To further the reach of our content, we create well-received collections to tie in to world events. For example, high-impact papers by female immunologists from our journals for International Women’s Day, key open access articles for Open Access Day and highlights for World Diabetes Day (see box). We have a strong and growing presence on Twitter (you can find us @CEIjournal) and regularly share content on Instagram and the Wiley and BSI Facebook pages. Last year, we produced a useful guide to social media and discoverability for authors, Go viral! Raise the profile of your article through social media (Immunology News, May 2017), and, following its success, we are working on a guide to help authors optimise article titles and abstracts for PubMed and Google Scholar searches (keep an eye out for that in these pages soon!).
Into the future
Over the coming year, the CEI team is focusing on commissioning Review Series on a range of translational topics. Review Series present varied viewpoints on selected topics which, when brought together, broaden our understanding of the issues at play. Once published, these series are freely available to read on the CEI website (see box).

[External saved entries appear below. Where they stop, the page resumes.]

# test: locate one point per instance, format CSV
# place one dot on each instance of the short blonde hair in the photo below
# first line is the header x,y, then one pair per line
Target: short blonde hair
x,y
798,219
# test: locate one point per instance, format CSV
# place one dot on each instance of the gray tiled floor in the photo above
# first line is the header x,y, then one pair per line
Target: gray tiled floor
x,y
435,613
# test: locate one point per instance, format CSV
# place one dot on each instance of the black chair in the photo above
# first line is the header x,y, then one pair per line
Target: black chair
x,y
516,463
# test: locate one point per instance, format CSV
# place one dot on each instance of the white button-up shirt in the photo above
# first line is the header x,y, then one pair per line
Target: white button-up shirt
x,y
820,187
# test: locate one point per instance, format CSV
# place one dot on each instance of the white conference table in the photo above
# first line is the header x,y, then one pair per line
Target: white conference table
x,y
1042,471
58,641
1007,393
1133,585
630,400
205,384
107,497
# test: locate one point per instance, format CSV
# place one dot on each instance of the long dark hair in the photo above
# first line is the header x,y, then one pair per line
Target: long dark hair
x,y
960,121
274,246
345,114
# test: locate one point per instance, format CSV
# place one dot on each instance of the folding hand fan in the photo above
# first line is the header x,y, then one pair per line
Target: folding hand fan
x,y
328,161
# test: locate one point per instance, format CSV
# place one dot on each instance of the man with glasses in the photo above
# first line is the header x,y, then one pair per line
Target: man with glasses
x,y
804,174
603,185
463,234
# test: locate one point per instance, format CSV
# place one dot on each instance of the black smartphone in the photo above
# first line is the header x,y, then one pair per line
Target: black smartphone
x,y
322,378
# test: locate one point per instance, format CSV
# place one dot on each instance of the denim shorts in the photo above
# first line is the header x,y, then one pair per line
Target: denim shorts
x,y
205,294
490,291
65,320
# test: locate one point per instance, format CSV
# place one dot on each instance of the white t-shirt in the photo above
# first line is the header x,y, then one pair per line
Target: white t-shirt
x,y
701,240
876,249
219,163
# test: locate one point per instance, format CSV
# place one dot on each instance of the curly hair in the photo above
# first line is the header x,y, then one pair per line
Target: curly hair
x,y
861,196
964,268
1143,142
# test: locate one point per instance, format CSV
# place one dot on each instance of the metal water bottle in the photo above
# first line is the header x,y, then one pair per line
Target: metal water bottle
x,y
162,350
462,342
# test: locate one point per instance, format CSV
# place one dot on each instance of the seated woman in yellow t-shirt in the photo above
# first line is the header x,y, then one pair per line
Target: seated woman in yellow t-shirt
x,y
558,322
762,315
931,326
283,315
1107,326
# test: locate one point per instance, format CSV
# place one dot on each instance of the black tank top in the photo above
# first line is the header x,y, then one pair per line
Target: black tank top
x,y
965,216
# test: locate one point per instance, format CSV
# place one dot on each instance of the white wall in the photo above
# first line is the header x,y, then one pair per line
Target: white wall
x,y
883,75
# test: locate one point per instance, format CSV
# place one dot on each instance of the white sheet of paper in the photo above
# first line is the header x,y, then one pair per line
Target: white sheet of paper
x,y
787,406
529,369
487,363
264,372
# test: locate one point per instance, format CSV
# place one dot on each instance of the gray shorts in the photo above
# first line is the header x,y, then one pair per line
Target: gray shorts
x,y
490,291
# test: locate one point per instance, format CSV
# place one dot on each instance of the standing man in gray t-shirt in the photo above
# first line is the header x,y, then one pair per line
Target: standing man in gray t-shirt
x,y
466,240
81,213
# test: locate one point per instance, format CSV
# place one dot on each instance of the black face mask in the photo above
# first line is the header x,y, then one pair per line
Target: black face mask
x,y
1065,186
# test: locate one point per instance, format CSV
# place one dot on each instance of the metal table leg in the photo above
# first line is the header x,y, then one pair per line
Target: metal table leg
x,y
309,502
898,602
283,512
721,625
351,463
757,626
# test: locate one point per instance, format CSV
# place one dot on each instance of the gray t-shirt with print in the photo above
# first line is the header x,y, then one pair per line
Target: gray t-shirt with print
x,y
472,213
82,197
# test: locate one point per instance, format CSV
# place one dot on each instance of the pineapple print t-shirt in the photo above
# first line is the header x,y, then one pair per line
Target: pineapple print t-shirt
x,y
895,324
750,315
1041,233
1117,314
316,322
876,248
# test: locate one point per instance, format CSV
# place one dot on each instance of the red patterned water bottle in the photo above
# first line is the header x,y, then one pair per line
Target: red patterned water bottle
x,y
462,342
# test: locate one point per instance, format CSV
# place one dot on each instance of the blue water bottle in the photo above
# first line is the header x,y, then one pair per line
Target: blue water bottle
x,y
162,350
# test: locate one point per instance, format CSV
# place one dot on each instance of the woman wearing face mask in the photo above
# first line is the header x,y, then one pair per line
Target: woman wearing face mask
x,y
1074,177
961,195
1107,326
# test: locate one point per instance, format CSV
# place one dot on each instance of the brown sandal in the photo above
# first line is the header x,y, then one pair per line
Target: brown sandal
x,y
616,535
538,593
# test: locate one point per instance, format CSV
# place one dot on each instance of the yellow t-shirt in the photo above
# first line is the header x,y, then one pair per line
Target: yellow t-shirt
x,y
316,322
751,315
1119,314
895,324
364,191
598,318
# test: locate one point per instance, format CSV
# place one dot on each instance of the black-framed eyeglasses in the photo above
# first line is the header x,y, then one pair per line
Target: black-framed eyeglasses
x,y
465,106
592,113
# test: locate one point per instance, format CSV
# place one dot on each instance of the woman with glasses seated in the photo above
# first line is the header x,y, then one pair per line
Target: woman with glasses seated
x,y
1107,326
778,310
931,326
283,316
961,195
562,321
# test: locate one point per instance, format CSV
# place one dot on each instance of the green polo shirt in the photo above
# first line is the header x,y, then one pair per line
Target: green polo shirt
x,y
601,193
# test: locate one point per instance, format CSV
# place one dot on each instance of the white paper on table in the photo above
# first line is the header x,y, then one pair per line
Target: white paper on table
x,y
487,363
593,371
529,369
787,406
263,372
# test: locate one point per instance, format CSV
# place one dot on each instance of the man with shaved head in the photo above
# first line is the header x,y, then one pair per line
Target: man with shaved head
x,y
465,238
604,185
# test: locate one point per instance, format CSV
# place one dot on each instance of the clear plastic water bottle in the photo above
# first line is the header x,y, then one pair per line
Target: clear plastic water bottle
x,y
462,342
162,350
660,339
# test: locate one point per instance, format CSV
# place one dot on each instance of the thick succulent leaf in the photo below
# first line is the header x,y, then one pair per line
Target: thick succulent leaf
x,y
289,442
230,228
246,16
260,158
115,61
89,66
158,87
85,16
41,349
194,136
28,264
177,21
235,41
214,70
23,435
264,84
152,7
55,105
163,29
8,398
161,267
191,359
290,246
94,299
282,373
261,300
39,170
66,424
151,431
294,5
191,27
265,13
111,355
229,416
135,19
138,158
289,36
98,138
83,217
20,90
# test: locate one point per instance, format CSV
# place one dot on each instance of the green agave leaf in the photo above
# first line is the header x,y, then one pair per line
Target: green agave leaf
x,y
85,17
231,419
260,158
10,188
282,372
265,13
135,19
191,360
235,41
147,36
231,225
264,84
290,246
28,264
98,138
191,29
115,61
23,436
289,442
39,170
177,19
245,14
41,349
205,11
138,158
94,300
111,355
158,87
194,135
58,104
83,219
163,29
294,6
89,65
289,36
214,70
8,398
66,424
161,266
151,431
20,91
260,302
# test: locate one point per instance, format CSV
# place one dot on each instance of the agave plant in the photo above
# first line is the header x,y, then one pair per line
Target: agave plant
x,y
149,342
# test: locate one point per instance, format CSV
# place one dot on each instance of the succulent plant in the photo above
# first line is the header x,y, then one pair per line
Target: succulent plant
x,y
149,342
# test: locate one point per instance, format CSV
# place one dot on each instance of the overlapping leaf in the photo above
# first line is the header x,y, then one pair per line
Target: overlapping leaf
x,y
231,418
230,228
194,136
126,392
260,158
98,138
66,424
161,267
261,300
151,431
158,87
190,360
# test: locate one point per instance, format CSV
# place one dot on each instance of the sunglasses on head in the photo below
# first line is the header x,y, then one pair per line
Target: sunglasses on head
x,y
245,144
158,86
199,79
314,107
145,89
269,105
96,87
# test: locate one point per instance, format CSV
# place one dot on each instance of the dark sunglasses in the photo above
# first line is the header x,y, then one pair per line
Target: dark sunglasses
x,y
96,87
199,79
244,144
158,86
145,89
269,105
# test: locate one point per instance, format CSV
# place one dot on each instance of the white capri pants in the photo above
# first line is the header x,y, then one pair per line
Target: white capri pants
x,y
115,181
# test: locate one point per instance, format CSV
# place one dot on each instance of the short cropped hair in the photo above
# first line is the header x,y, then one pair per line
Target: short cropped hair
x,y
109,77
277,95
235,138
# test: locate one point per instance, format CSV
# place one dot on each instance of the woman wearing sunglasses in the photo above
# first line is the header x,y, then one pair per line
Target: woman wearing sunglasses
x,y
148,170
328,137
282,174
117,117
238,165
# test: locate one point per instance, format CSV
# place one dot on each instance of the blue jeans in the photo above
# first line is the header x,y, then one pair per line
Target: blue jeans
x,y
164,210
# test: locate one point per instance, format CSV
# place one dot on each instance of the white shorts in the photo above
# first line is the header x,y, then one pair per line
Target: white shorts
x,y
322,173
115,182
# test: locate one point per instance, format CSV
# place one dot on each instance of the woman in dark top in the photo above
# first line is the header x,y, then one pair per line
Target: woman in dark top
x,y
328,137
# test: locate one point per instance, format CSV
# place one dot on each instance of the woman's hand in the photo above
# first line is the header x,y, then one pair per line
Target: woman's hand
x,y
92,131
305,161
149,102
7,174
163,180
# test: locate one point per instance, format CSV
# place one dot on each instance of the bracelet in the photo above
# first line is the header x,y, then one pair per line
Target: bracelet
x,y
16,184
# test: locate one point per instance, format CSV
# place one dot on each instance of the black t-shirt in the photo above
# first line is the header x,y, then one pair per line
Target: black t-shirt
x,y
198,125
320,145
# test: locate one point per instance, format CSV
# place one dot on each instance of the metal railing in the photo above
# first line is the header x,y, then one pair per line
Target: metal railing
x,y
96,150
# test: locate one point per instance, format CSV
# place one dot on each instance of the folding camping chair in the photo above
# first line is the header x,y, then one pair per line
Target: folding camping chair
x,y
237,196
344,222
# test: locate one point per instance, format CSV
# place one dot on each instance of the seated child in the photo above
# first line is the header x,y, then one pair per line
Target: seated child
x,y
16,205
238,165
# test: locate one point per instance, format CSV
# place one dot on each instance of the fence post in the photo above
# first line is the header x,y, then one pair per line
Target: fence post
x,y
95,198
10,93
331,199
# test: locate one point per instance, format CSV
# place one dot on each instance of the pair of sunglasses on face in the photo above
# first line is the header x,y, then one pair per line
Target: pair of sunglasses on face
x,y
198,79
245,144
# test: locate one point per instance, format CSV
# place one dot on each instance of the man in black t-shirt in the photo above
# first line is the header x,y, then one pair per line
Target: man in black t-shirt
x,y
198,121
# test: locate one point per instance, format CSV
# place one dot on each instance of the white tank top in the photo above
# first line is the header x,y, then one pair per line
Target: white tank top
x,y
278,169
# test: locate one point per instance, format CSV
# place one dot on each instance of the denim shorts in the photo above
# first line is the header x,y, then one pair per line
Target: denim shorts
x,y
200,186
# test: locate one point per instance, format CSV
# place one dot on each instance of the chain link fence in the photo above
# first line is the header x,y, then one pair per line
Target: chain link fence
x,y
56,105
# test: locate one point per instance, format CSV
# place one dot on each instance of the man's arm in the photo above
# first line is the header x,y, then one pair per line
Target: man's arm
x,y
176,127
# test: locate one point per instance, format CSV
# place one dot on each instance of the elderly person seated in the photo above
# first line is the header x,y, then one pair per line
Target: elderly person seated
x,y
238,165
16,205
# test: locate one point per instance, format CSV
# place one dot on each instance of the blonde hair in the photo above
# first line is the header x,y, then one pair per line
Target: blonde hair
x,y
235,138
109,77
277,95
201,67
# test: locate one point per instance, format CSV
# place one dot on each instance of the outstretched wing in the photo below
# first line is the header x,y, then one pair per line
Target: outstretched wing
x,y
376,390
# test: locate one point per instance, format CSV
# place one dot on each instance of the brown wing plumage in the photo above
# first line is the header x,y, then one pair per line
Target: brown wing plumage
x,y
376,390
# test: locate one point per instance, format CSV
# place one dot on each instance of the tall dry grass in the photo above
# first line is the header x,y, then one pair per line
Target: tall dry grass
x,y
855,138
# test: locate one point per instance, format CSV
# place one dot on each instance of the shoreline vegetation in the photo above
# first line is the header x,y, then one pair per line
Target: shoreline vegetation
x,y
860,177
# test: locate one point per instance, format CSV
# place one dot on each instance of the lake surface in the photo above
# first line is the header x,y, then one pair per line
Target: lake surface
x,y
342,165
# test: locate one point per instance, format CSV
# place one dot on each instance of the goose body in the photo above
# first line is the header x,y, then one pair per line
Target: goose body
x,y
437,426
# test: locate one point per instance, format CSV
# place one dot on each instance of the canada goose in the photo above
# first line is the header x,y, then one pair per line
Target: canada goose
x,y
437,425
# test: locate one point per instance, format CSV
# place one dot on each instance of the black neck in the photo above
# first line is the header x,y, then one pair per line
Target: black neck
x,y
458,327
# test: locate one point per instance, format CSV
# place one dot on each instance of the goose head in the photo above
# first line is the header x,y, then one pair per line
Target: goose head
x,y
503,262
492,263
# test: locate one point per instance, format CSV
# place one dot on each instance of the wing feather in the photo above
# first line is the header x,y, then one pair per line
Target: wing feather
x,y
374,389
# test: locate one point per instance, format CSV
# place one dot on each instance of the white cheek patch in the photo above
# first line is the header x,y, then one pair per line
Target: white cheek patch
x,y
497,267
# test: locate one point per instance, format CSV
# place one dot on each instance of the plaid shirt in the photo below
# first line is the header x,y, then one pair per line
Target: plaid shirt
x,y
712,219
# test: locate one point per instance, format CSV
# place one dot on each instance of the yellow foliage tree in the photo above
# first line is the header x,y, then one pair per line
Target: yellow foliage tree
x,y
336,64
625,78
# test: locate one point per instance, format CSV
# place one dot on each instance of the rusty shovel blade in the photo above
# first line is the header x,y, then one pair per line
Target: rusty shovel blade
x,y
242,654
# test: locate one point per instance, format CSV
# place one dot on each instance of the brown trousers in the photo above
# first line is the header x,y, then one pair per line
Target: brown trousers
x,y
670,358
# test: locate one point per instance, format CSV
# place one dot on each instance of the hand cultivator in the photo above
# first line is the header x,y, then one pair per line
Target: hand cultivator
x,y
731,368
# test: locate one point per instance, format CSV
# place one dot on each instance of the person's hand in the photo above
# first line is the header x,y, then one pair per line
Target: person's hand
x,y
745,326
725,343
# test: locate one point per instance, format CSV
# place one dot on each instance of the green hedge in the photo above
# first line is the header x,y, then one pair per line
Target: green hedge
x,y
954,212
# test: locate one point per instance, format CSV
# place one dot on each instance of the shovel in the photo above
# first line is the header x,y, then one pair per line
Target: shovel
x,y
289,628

I believe these Series provide greater depth and overall insight for our readers, and I hope you enjoy the Review Series in the pipeline for the coming months, which include work on regulatory T cells, guest-edited by Ciriaco A. Piccirillo; autoimmune disease, guest-edited by Urs Christen; and inflammation and immune resolution, which I commissioned.
I invite all BSI members to submit their suggestions and ideas for expert reviews and Review Series which would be of benefit to the translational immunology community.
Support the BSI
I would like to end by highlighting that as a publication of the British Society for Immunology, any profits we make through the sale of CEI are reinvested back into the immunology community through the Society’s grants, support of Regional and Affinity Group activities, advocacy, travel awards, the annual BSI Congress and much more. Clinical & Experimental Immunology is committed not only to publishing the best-quality science and commentary in the area of translational immunology, but also to supporting the continued success of the BSI and the field of immunology; goals which we could not achieve without the many committed scientists who contribute to the journal in so many ways.
Thank you for your continued support.